The Herald: Cover story, December 2011

Making a mark

Defacement or censorship in international publications

British GQ’s September issue features a portfolio of images by photographer Mario Testino, including portrait of supermodel Gisele Bündchen. You are denied a comparatively innocuous glimpse of the curve of Bündchen’s breast – it has been scribbled over with black marker.
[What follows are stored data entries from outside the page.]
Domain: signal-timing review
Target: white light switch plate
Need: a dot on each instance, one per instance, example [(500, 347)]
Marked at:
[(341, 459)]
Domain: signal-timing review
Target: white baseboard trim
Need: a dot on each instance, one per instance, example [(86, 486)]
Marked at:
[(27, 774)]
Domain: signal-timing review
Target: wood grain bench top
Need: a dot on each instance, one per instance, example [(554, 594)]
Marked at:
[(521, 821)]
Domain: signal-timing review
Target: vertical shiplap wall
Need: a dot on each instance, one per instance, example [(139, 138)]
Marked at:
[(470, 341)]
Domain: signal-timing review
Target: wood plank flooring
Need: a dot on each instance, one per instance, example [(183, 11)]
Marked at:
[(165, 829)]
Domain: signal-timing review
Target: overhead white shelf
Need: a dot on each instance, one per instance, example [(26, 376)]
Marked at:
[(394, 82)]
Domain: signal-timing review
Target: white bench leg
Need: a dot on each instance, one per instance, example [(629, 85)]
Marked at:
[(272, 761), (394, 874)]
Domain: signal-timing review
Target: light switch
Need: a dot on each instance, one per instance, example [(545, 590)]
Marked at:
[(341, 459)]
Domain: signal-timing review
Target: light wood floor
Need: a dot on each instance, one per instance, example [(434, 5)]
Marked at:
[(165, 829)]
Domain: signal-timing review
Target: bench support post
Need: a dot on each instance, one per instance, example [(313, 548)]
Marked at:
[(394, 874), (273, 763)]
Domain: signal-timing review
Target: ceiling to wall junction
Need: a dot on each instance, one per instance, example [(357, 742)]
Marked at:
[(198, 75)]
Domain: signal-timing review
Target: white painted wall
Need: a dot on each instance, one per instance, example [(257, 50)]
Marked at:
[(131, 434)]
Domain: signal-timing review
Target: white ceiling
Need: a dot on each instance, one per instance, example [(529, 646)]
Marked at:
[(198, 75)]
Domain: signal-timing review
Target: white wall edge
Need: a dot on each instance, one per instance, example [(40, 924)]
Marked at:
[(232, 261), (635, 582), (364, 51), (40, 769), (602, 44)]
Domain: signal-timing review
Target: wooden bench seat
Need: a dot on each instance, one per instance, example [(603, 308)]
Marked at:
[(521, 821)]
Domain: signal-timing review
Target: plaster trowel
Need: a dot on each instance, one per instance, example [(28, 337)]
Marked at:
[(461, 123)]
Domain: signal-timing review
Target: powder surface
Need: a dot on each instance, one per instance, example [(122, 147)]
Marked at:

The director of distributor Liberty Books’ magazine division, Jamil Hussain, explains that this process, which the company refers to as “defacing”, is carried out by buyers in the U.S. and U.K.. Liberty, who supplies an estimated 95% of the market in Pakistan, is responsible for the purchase and distribution of 250 titles ranging from GQ, Vogue, Cosmopolitan, Men’s Health and Esquire to Harvard Business Review, Time, Newsweek, Reader’s Digest and The Economist across Pakistan. With magazines such as Maxim, which promises “scantily clad cover models and plenty of revealing photo layouts,” Liberty has what Hussain refers to as a “standing order” from the Pakistani Press Information Department (PID) and Customs to ensure that “nothing sexually explicit and anti-Islamic” makes its way into the local market. International buyers approach publishers such as Conde Nast on behalf of Liberty Books, acquiring magazines that are subsequently checked for images that would not pass the litmus test of the market’s sensibilities – Pakistan or the Middle East, for instance. In warehouses in London and New York, black marker-wielding employees restore the modesty of the scantily clad models.